Abstract

Single-image dehazing techniques are extensively used in outdoor optical image acquisition equipment. Most existing methods pay attention to use various priors to estimate scene transmission. In this paper, a fast single-image dehazing algorithm is proposed based on a piecewise transformation model between the minimum channels of the hazy image and the haze-free image in optical model. The minimum channel of the haze-free image is obtained by the piecewise transformation, which is a quadratic function model that we establish for the dark region, and a linear transformation model is established for the bright region.
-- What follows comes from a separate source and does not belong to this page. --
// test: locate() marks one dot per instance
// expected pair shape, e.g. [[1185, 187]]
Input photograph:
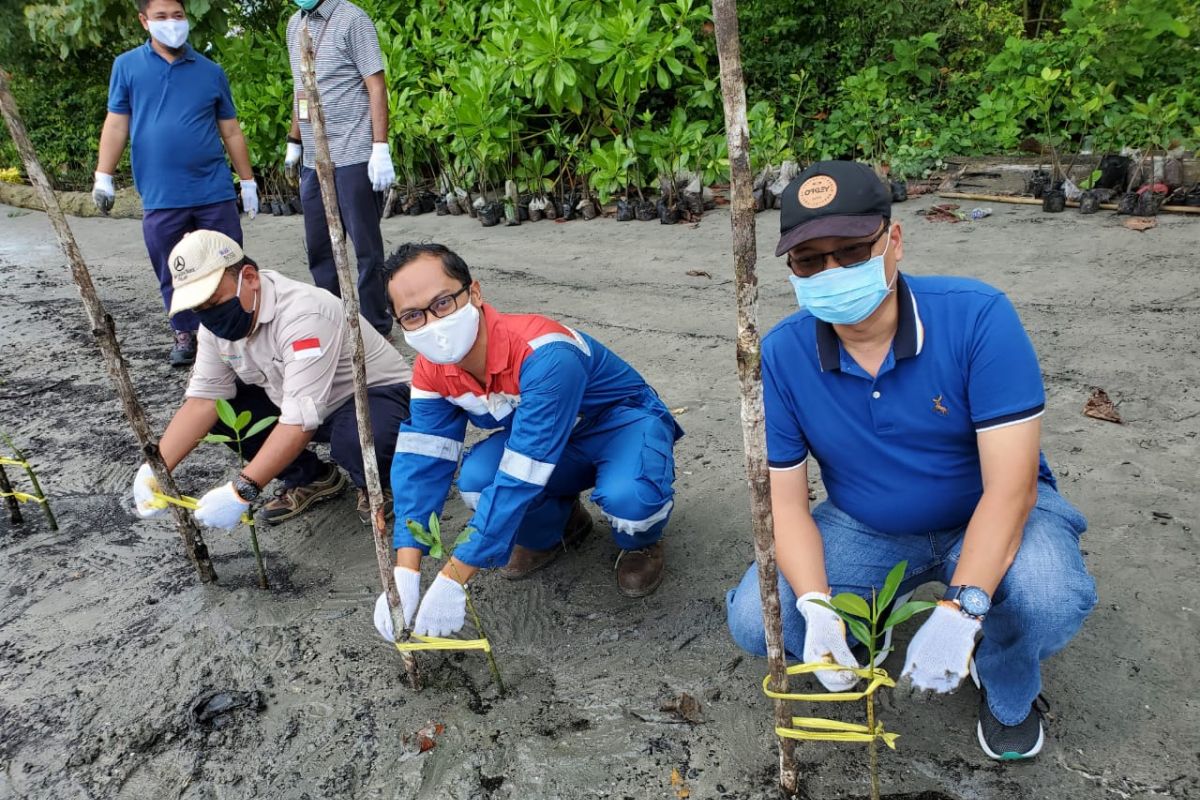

Using the minimum channels of the hazy image and the haze-free image, a transmission estimation model is established based on the haze optical model with adjustment variables. To obtain an accurate estimation of atmospheric light, we estimate the atmospheric light twice. Finally, the haze-free image is restored. Experimental results show that the proposed algorithm has minimal halo artifacts and color distortion in various depths of field, flat areas and sky areas. From the subjective evaluation, objective evaluation and running time analysis, it can be seen that the algorithm in this paper is superior to most existing technologies.

Highlights

  • Images captured in hazy scenes often suffer from visibility reduction and color degradation due to atmospheric scattering caused by atmospheric particles [1]–[3]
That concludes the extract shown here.